It's not bad as a first issue goes, although I'm not sure how forcefully it makes the case for someone to keep buying it. It feels as though the book is trying to sell itself on the little things, Peter's interactions with his neighborhood, which might be a hard sell. Taylor gets you caught up on as much of Peter's current status as is relevant at the moment. His roommates are Randy Robertson and Boomerang. That whole thing about him being guilty of plagiarism because Octavius stole some of his own work when he was busy stealing Peter's body. Taylor didn't overload it, though, which is smart. Lets the book focus on its own stuff.
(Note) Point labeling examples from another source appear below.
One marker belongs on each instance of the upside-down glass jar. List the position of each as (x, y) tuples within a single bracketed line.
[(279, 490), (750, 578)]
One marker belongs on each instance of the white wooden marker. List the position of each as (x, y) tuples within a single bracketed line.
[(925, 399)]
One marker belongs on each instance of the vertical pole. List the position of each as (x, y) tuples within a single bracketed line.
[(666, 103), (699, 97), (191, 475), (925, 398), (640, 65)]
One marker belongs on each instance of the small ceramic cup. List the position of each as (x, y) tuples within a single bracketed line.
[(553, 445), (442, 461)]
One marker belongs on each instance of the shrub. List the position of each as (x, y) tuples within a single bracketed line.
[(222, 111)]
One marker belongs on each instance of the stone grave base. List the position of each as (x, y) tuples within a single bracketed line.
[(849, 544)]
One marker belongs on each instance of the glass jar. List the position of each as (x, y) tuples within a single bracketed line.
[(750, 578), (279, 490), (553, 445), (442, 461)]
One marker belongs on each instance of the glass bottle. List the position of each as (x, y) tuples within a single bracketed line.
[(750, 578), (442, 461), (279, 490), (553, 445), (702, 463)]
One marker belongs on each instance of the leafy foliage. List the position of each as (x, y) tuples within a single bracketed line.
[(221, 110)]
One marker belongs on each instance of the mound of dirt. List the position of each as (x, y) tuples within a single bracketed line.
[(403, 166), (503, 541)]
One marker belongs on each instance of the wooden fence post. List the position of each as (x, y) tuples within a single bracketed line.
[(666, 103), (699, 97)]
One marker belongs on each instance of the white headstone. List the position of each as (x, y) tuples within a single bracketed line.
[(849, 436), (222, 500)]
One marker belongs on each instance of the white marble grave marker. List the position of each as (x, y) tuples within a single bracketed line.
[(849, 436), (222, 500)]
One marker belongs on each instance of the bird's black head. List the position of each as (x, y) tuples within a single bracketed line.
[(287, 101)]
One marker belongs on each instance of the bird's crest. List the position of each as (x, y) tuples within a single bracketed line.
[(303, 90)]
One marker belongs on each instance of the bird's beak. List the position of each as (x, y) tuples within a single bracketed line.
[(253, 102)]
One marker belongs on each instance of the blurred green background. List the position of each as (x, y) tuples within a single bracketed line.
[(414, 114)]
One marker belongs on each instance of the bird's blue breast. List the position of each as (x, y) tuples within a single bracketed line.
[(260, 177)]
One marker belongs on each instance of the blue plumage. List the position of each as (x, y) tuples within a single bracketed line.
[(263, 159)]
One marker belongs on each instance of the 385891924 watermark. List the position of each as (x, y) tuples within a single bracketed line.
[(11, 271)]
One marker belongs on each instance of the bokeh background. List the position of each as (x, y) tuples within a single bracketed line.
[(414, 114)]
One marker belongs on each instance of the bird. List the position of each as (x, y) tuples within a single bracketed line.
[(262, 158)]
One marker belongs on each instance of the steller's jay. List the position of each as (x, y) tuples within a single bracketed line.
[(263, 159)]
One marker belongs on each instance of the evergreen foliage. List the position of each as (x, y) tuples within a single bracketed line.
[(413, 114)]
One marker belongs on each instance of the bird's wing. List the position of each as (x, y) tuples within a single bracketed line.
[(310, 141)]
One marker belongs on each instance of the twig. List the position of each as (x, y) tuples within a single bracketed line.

Bring out whatever is necessary from what Spencer and Zdarsky are doing as you need to.

Cabal has a clean art style, not much in the way of unnecessary lines. There are enough talking scenes he can show off his range of expressions. We'll see how it goes during extended action scenes. Although I doubt the stairwells in Peter's apartment building would be that clean and free of garbage and graffiti. At minimum there must be kids running around tearing shit up, but OK, whatever. I thought Woodward overdid it on the coloring for the spider-sense. He's not just doing the wavy blue lines above Peter's head, he gave him blue glowy eyes like he's astral projecting. It's a little much. Otherwise, the color work is fine. There's not much costumed stuff going on, so most of it is more understated tones. Colors aren't dull, but they don't really pop off the page.

2 comments:

SallyP said...

I am all in favor of clean lines when it comes to artwork. The excessive "stratchiness" of the nineties era books always annoyed the heck out of me.

CalvinPitt said...

Yeah, I appreciate the artists who can do more with less.